Electrochemical Deposition of Aluminum from Binary Phenolate-Based Electrolytes
Mosman, D.; Ambar, A; Silguero, C.; Antonetti, J. M.; Vasylevski, S.; Aubrey, M. L.
Abstract
The five binary aluminum phenoxide electrolytes Al2(THF)2(phenoxide)6, Al2(2,5-dimethylphenoxide)6, Al2(3-trifluoromethyl-phenoxide)6, Al2(4-trifluoromethyl-phenoxide)6, and Al2(perfluorophenoxide)6—henceforth Al2(OC6F5)6—were prepared by reaction of their respective phenols with trimethylaluminum. The room temperature ion conductivities of each electrolyte were determined by A.C. impedance spectroscopy, where the addition of fluorinated functional groups was found to increase both solubility and dissociation of ions in dimethoxyethane (DME) solutions.
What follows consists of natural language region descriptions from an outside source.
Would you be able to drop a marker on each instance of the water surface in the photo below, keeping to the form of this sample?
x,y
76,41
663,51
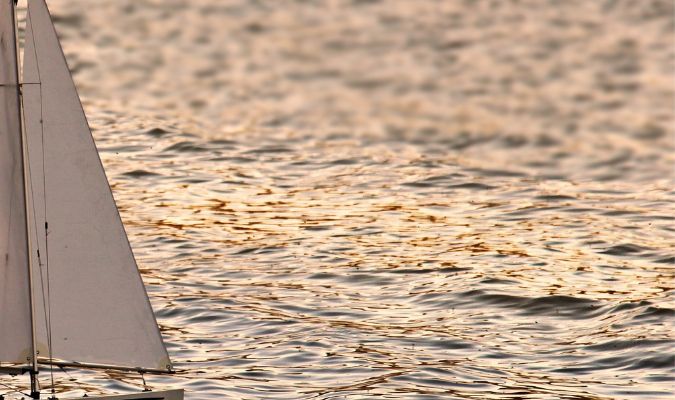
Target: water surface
x,y
391,199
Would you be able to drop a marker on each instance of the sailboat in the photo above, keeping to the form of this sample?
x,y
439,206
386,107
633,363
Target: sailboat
x,y
71,295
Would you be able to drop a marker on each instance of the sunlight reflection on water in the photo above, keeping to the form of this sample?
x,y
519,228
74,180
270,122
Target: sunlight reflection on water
x,y
394,199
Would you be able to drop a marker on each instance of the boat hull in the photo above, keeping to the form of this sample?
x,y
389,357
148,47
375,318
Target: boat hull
x,y
161,395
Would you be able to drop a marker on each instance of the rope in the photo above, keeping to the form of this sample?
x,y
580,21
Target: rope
x,y
46,300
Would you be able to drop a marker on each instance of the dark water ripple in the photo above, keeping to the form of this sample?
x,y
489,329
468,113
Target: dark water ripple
x,y
391,199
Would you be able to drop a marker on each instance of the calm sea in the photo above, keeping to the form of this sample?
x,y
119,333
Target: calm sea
x,y
351,199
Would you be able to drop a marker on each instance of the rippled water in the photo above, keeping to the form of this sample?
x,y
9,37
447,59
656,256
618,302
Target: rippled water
x,y
391,199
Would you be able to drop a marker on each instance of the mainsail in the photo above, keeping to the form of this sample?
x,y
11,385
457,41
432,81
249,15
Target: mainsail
x,y
15,325
86,282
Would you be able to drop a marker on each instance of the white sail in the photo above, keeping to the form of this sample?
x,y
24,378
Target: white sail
x,y
15,326
94,295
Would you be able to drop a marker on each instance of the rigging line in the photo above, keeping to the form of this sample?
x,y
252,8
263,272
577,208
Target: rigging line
x,y
48,307
14,390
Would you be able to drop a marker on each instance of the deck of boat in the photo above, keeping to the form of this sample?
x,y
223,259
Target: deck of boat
x,y
162,395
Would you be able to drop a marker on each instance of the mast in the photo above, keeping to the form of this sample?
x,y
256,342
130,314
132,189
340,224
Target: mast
x,y
34,389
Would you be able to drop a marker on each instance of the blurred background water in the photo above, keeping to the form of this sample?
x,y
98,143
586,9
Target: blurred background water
x,y
346,199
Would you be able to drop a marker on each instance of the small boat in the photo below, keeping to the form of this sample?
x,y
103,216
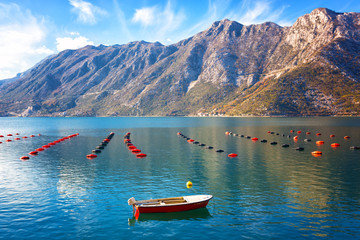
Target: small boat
x,y
173,204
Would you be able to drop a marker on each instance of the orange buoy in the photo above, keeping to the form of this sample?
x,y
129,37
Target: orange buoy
x,y
141,155
232,155
316,153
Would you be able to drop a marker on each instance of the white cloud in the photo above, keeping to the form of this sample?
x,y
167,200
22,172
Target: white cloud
x,y
86,12
159,22
145,16
22,40
72,43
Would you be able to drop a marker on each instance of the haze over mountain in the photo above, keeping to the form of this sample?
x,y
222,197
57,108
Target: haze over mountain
x,y
310,68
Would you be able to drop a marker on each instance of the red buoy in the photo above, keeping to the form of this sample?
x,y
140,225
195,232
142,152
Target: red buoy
x,y
141,155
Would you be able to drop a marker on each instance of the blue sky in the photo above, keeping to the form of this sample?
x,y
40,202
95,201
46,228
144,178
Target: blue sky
x,y
30,30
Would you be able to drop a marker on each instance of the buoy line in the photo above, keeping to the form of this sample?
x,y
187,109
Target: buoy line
x,y
132,148
46,146
190,140
255,139
100,147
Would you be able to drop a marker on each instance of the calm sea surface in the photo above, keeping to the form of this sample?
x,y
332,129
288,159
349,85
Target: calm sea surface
x,y
267,192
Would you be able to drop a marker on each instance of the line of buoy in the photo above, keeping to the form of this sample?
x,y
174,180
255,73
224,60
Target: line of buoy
x,y
132,148
101,146
42,148
189,140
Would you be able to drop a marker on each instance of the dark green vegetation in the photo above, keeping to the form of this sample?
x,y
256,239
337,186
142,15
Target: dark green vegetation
x,y
310,68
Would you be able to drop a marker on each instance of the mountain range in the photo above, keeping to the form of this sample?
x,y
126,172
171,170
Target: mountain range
x,y
310,68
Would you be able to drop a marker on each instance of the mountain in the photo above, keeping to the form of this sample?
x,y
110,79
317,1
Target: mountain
x,y
310,68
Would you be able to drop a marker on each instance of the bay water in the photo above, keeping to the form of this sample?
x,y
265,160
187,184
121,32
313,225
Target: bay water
x,y
266,192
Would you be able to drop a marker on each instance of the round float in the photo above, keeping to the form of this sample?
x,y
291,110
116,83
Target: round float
x,y
232,155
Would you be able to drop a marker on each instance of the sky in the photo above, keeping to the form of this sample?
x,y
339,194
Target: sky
x,y
31,30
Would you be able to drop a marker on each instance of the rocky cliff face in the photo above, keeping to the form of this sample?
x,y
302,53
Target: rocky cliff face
x,y
309,68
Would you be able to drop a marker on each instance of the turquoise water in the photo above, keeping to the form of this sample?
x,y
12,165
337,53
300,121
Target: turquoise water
x,y
267,192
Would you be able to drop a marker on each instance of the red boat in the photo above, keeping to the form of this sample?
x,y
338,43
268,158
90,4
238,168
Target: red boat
x,y
174,204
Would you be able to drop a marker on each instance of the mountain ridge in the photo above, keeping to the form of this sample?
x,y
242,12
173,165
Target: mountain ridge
x,y
230,69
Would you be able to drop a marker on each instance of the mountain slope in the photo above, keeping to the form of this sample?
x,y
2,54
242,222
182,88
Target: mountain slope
x,y
310,68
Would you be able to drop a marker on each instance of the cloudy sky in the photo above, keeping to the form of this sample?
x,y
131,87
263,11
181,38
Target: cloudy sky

The most conductive binary aluminum salt, 0.5 M Al2(OC6F5)6, displayed a conductivity of 7.28 mS cm–1. By linear sweep and cyclic voltammetry, the oxidative stability limit of Al2(OC6F5)6 was determined to be approximately 1.5 V on platinum, tungsten, and stainless-steel working electrodes. At reducing potentials, Al2(OC6F5)6 was found to deposit aluminum quasi-reversibly. The solid-state structure of the Al2(OC6F5)6 was found to be a charge-neutral dinuclear complex. Speciation of Al2(OC6F5)6 in DME was analyzed by 19F and 27Al NMR spectroscopy with at least three chemically distinct aluminum species identified and at least four species identified by 19F NMR at lower concentrations. By 19F DOSY measurements, diffusivities of perfluorophenolate-bearing species were determined and used to estimate fractional ionization of the electrolyte in DME by comparison to ionic conductivity measurements.